= Hannes Smith =

Namibian journalist, editor and publisher

Johannes Martin "Hannes" Smith (17 March 1933 – 5 August 2008), affectionately known as Smithie, was a Namibian journalist, editor and publisher. He was first reporter at, then the editor of, the Windhoek Advertiser until 1978 when he and Gwen Lister founded the Windhoek Observer, the country's only Saturday paper at that time. He remained the owner and editor of the Observer until his death.

==Personal==
Smith was born in Grootfontein, Otjozondjupa Region. His parents were Angolan Afrikaners whose families participated in the Dorsland Trek.
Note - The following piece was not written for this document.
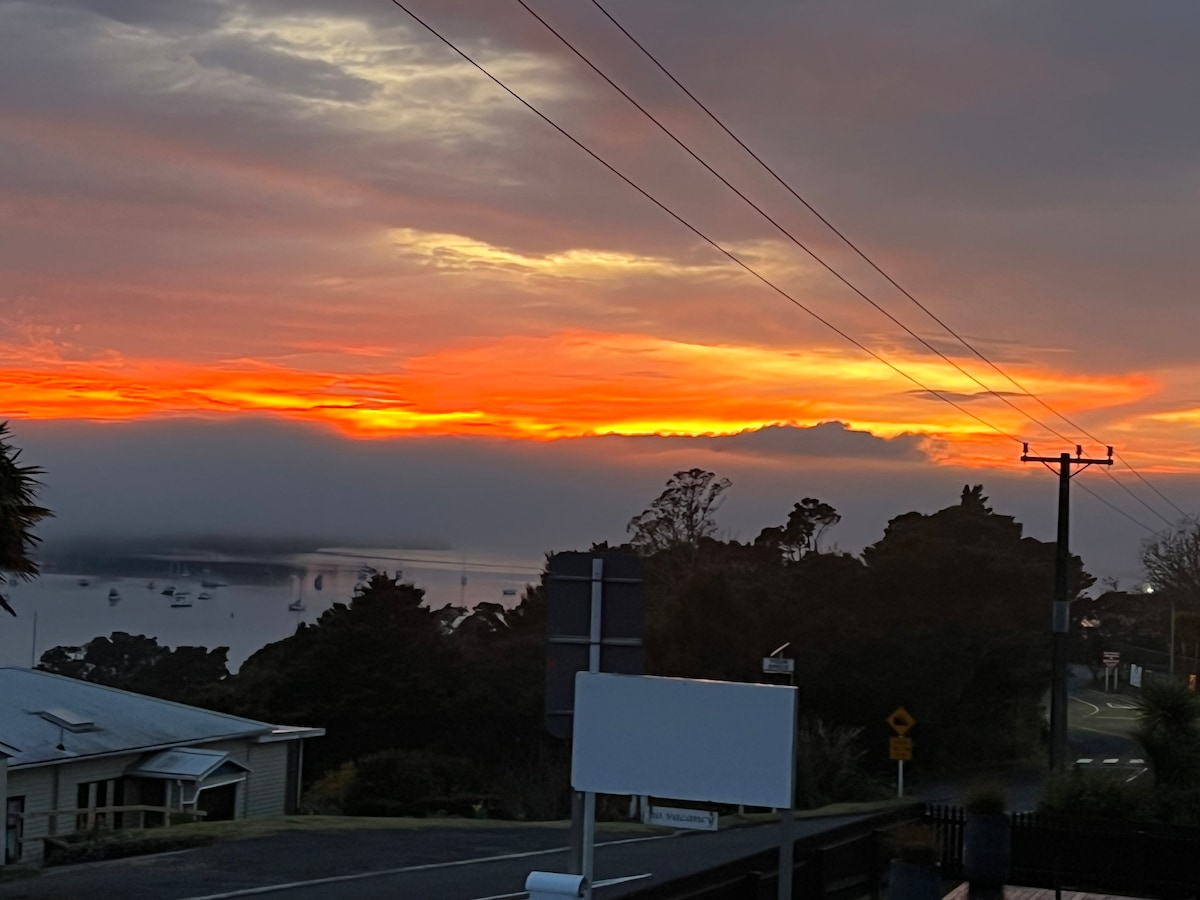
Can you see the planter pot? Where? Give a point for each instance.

Smith started suffering from Alzheimer's disease in June 2008, and died on 5 August 2008 as a result of the disease.

==Editorial work==
According to Andreas Rothe, Smith was honoured by his competitors as a "legendary muckraker" who "did not bow to the South African nor the SWAPO government." After Lister left the newspaper in 1984, Smith ran it as a one-man operation, calling himself "reporter-in-chief". His daughter, Yanna Erasmus, later joined him at the newspaper.
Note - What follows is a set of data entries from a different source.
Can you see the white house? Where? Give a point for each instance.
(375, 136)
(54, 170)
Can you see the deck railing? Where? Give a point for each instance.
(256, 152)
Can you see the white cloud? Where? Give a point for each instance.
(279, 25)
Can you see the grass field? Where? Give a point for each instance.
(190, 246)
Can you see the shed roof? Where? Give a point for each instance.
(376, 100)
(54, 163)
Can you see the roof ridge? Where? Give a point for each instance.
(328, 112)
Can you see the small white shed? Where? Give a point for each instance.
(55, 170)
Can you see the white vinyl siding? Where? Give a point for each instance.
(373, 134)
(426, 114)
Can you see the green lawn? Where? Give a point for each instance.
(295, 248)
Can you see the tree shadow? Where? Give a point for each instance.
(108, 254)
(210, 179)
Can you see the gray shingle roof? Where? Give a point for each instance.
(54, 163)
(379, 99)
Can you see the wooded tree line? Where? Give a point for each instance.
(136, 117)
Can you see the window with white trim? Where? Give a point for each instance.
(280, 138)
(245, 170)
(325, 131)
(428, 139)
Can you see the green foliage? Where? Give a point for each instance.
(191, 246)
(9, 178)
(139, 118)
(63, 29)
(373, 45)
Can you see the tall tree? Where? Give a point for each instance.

==1959 Old Location controversy==
In August 2003, President Sam Nujoma and Smith became involved in a conflict regarding the 1959 Old Location Massacre, which saw a number of black protestors shot by the South African Police. Nujoma wrote in his autobiography, Where Others Wavered: The Autobiography of Sam Nujoma, that the wounded were denied medical treatment by white medical staff, including those at the small Red Cross Society clinic. Smith, a young reporter in Windhoek at the time of massacre, challenged that claim, stating that he had personally witnessed injured blacks receiving treatment. Nujoma responded by accusing Smith of "blackmail" and dishonesty.